*Note: This post is based on the relevant Finesse 3 documentation page*: https://finesse.docs.ligo.org/finesse3/usage/homs/selecting_modes.html

Models in Finesse are, by default, created as plane-wave representations of the underlying configuration. This can be switched to a modal basis by specifying the mode indices that should be modelled by the system. There are a few key ways in which this can be done, as outlined in the sections below.

## Maximum TEM order

The maximum TEM order (termed *maxtem* for short) is something that will be familiar for users of previous Finesse versions. By setting a value for maxtem, all mode indices up to and including this order will be included in the model. For example:

```
import finesse
model = finesse.Model()
# set maximum mode order (n+m) to 3
model.select_modes(maxtem=3)
print(model.homs)
```

will produce the output:

```
[[0 0]
[0 1]
[0 2]
[0 3]
[1 0]
[1 1]
[1 2]
[2 0]
[2 1]
[3 0]]
```

This can also be achieved via the finesse file syntax with:

`modes maxtem=3`

## Selection method

One of the main new features of modelling HOMs in Finesse 3 is the ability to select the modes you want to model rather than including all modes up to a specific order with maxtem. This can be achieved via varied arguments to the `Model.select_modes()`

method. Below are a few examples, with both the Python API and parsed syntax representations given.

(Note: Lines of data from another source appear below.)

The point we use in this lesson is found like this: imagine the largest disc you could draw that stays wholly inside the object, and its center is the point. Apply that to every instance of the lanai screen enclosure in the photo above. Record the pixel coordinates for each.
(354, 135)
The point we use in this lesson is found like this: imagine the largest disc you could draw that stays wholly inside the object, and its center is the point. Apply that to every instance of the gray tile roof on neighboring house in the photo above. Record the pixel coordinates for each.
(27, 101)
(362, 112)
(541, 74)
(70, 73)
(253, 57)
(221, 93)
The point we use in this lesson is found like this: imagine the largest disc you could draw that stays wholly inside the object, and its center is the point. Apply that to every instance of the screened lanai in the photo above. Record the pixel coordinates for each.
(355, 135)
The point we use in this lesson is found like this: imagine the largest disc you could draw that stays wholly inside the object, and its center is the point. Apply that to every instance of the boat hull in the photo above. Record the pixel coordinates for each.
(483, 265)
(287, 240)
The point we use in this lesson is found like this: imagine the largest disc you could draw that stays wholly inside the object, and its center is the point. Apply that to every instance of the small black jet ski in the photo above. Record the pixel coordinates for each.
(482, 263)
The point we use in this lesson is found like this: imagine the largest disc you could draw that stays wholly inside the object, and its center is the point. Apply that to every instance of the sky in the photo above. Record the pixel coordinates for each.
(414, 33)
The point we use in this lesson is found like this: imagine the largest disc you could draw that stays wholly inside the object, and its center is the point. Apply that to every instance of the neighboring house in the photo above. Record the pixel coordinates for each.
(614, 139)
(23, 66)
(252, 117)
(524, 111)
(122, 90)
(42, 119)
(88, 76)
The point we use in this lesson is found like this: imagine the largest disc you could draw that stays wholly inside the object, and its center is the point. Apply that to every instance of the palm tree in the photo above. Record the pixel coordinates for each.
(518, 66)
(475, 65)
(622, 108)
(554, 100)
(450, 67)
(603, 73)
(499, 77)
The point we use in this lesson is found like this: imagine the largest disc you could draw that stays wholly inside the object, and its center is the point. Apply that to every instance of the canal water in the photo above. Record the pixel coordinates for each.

### Even modes up to order 4

`model.select_modes("even", 4)`

`modes even maxtem=4`

Modes in the model:

```
[[0 0]
[0 2]
[0 4]
[2 0]
[2 2]
[4 0]]
```

### Odd modes up to order 3

`model.select_modes("odd", 3)`

`modes odd maxtem=3`

Modes in the model:

```
[[0 0]
[0 1]
[0 3]
[1 0]
[1 1]
[3 0]]
```

### Tangential modes up to order 5

`model.select_modes("x", 5)`

`modes x maxtem=5`

Modes in the model:

```
[[0 0]
[1 0]
[2 0]
[3 0]
[4 0]
[5 0]]
```

### Sagittal modes up to order 4

`model.select_modes("y", 4)`

`modes y maxtem=4`

Modes in the model:

```
[[0 0]
[0 1]
[0 2]
[0 3]
[0 4]]
```

## Mode selection in practice

The example below shows a file with the input laser L0 mismatched to the the cavity eigenmode. As there are no misalignments in this system, we can ignore any odd modes and just model even modes.

```
import finesse
finesse.init_plotting()
model = finesse.Model()
model.parse("""
l L0 P=1
s s0 L0.p1 ITM.p1
m ITM R=0.99 T=0.01 Rc=-2.5
s sCAV ITM.p2 ETM.p1 L=1
m ETM R=0.99 T=0.01 Rc=2.5
# create the cavity object
cav FP ITM.p2.o
# make a mismatch by setting a different propagated q at laser
gauss gL0 L0.p1.o q=-0.7+0.9j
# only care about even modes as we're just looking
# at mismatches, so select even modes up to order 4
modes even 4
pd transmitted_power ETM.p2.o
xaxis ETM.phi lin -180 180 500
""")
out = model.run()
out.plot(logy=True)
```

From this plot you can see that we get the scattering into 02 and 04 modes as expected from introducing a mode-mismatch.

Note that for this small example, the speed-up from only modelling even modes is not particularly noticeable for users. However, even for small configurations such as this simple cavity model the performance improvement when selecting the “right” modes will be significant when going to higher maxtem values and when scanning over a degree of freedom which results in different scattering matrices at each data point. A future logbook post or documentation page will quantify the amount of performance improvements achieved from this.

Very nice example and comment.

BTW why do you use the second output argument (‘_’) in the line `figures, _ = out.plot(logy=True)`

The plotting function currently returns a dictionary of figures and a dictionary of animations. I just realised, however, that I can change this to just return the figures if the animations dict is empty. I’ll make that change to the plot function soon.

Of course, in this example the figures dict isn’t really needed either – it was just left in as I used it to save the plot shown.